The UK’s Armed Forces minister has been urged to provide assurances that financial support will be made available to serving personnel and veterans to help them cope with the cost of living.
It comes after it was revealed that almost 3,000 members of the Armed Forces have had to claim Universal Credit amid the crisis.
Scotland’s veterans minister Keith Brown has written to his UK counterpart, James Heappey, to raise concerns about the support available.
Brown described the rise in the number of benefits claimants among serving Armed Forces personnel as “shocking”.
The SNP’s depute leader also underlined the Scottish Government’s “unwavering support” to the country’s veterans, as he accused the UK Government of failing to provide appropriate financial support.
A Veterans Strategy Action was launched by the UK Government in January this year, including more than 60 commitments and backed by an extra £70bn.
Around 800 veterans have also been offered employment through the UK Government’s Great Place to Work scheme.

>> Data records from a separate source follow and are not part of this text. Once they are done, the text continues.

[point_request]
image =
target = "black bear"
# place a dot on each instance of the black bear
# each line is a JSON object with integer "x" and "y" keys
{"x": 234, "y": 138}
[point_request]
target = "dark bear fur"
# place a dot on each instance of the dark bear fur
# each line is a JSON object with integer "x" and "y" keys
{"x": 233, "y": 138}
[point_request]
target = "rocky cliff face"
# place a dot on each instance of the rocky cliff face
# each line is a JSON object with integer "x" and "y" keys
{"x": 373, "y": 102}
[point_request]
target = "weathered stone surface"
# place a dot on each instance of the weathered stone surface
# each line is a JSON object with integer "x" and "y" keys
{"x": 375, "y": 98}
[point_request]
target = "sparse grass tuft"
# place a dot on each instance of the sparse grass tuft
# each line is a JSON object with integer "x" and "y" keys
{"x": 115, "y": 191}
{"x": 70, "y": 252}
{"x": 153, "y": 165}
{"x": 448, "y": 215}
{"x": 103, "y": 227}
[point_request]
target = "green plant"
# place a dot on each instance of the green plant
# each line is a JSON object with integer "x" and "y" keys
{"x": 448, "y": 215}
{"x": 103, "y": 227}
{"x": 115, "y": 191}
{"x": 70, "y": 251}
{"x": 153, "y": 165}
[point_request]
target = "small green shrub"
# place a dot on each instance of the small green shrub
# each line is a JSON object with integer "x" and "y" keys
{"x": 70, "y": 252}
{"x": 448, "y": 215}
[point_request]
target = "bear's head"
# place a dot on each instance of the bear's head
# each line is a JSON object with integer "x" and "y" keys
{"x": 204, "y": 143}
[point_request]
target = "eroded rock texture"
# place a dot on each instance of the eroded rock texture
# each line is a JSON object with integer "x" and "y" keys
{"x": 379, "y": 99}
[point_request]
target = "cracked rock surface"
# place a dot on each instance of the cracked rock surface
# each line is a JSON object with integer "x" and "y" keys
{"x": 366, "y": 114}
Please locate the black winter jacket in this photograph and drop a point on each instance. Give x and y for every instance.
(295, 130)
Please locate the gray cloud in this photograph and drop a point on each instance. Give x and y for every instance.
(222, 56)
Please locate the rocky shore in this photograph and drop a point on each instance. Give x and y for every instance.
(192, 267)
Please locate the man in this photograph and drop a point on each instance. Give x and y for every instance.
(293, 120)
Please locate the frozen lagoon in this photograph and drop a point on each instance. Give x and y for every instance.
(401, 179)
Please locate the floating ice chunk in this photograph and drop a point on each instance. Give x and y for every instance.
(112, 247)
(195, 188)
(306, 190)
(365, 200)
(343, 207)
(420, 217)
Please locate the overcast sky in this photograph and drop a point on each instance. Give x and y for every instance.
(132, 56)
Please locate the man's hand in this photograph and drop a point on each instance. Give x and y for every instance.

Graeme Dey, who previously served as minister for veterans in the Scottish Government, insisted that veterans “deserve so much better” than being faced with struggling to make ends meet.
“The Tories are failing too many of those who have served the country,” said the SNP MSP.
“They may talk the talk regarding valuing this group but the appalling number of veterans requiring Universal Credit just to get by demonstrates in the starkest terms that they simply don’t walk the walk.
“The idea that someone who has perhaps risked their lives or been left with a physical or mental legacy from military service, comes home and is left struggling to make ends meet is reprehensible.
“They deserve so much better than that which is why I welcome the Scottish Government writing to the UK Government to urge them to do more.”
Dey added: “The Scottish Government has proved its support for returning personnel through the Veterans Strategy Action Plan, which looks to ensure that veterans enter appropriate employment and enhance their careers.
“I hope the UK Government can show the same level of support.”
A UK Government spokesperson explained that there is “bespoke” employment support provided to those leaving the Armed Forces when leaving service.
“While the vast majority of veterans transition successfully into civilian life, it’s important we support those who may need more help,” they said.
“That is why bespoke employment support is provided when leaving the Armed Forces and the Government is providing tax relief to employers who hire veterans.”